Part of Advances in Neural Information Processing Systems 32 (NeurIPS 2019)

AuthorFeedback Bibtex MetaReview Metadata Paper Reviews Supplemental

Authors

David Berthelot, Nicholas Carlini, Ian Goodfellow, Nicolas Papernot, Avital Oliver, Colin A. Raffel

Abstract

Semi-supervised learning has proven to be a powerful paradigm for leveraging unlabeled data to mitigate the reliance on large labeled datasets. In this work, we unify the current dominant approaches for semi-supervised learning to produce a new algorithm, MixMatch, that guesses low-entropy labels for data-augmented unlabeled examples and mixes labeled and unlabeled data using MixUp. MixMatch obtains state-of-the-art results by a large margin across many datasets and labeled data amounts.
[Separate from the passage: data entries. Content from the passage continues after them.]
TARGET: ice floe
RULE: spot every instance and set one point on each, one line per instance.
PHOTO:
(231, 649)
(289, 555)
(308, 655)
For example, on CIFAR-10 with 250 labels, we reduce error rate by a factor of 4 (from 38% to 11%) and by a factor of 2 on STL-10. We also demonstrate how MixMatch can help achieve a dramatically better accuracy-privacy trade-off for differential privacy. Finally, we perform an ablation study to tease apart which components of MixMatch are most important for its success. Code is attached.